When I was in school I absolutely hated standardized tests. It seems melodramatic now but I simply could not focus on the dreary text and formalized questions. Often I ended up filling in the multiple choice answer sheet to make a pattern on the page rather than mark what I thought were the right answers. I wish now that I had just knuckled down and focused more but at the time that felt impossible. So it’s a delight coming across inventive Chilean writer Alejandro Zambra’s new book “Multiple Choice” which is based on the Chilean Academic Aptitude Test. He creatively plays with the test’s format to form micro-stories and oftentimes hilarious commentary on society, formalized education and the human condition. This is a brisk, short book but like a Choose Your Own Adventure novel you could easily spend ages thinking about the multiple combinations and outcomes you could make in each section.
Each section of the book is laid out like a standard multiple choice test where you are instructed to exclude a term, reorder a sentence, decide on how best to complete a sentence, eliminate certain sentences from the text or show your comprehension of a story. Yet, quite often the multiple choice responses are comical, sarcastic or slyly make subversive statements. Sometimes reordering the text creates radical new meanings which are in turns poetic/ironic/poignant or the possible answers create impossibilities as if completely mocking the idea of an exam. There’s a great deal of wordplay where in one section he writes “You try to go from the general to the specific, even if the general is General Pinochet.” The infamous military dictator Pinochet pops up several times in the text and some sections make a sharp critique Chilean society and the notoriously oppressive political system under his rule. These passages add a weightier feeling to the book as you can sense so strongly the strain of having lived under such a fearsome regime. (If you want to see a great documentary about the longlasting effecting of Pinochet’s dictatorship watch the powerful film Nostalgia for the Light.)
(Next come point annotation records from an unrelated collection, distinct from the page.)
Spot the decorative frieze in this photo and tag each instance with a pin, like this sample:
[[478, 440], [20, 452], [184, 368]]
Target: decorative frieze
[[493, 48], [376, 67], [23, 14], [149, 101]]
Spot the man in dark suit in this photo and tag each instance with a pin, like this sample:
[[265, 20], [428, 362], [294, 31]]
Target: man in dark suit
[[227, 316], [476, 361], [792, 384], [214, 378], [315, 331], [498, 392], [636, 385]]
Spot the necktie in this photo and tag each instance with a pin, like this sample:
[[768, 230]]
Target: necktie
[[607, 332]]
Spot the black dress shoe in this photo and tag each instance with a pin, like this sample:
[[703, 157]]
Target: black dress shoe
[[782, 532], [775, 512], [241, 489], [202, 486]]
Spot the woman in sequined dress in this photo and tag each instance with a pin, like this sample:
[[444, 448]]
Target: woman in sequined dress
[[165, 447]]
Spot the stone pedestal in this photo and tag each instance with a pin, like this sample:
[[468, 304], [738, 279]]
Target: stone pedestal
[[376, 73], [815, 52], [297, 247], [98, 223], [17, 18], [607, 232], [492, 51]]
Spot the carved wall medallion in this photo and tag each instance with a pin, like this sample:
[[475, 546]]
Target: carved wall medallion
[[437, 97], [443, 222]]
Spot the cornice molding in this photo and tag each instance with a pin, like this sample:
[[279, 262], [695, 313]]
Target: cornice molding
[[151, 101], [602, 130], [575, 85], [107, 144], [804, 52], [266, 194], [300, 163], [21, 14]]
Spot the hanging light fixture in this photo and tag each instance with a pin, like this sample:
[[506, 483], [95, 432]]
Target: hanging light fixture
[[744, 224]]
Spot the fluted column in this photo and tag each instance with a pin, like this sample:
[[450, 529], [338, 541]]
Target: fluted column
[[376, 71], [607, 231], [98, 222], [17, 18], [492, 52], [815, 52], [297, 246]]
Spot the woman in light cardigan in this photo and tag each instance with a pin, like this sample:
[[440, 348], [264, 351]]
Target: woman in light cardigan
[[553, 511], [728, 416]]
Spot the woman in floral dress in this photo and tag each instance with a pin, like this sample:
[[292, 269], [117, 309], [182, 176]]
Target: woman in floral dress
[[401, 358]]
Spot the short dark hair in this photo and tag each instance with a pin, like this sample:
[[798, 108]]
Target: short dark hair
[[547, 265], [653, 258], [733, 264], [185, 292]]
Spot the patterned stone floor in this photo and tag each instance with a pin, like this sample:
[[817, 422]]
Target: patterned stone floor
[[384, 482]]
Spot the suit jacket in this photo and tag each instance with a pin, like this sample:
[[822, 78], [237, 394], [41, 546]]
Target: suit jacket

Many of the early sections are filled with only brief lines of text whose meanings are cryptic or suggest there could be much longer stories told. Frequently there are allusions to broken families or tempestuous relationships. One of the extended stories towards the end is about a man who won’t give or can’t remember his former wife’s name. It was quite shocking to learn in this story that Chile only legalized divorce in 2004. Another story is about a man who works variously as a chauffer and ghost writer for a politically conservative man who wins the lottery. The more extended texts are followed with possible interpretations of the text which are alternately funny or add another kind of meaning to them. It reminds me of Will Eaves’ powerful book “The Inevitable Gift Shop” which similarly suggests methods of reading while simultaneously creating an engaging story.
“Multiple Choice” is a richly rewarding and extremely funny book which so cleverly plays upon those standard school tests many of us dreaded taking.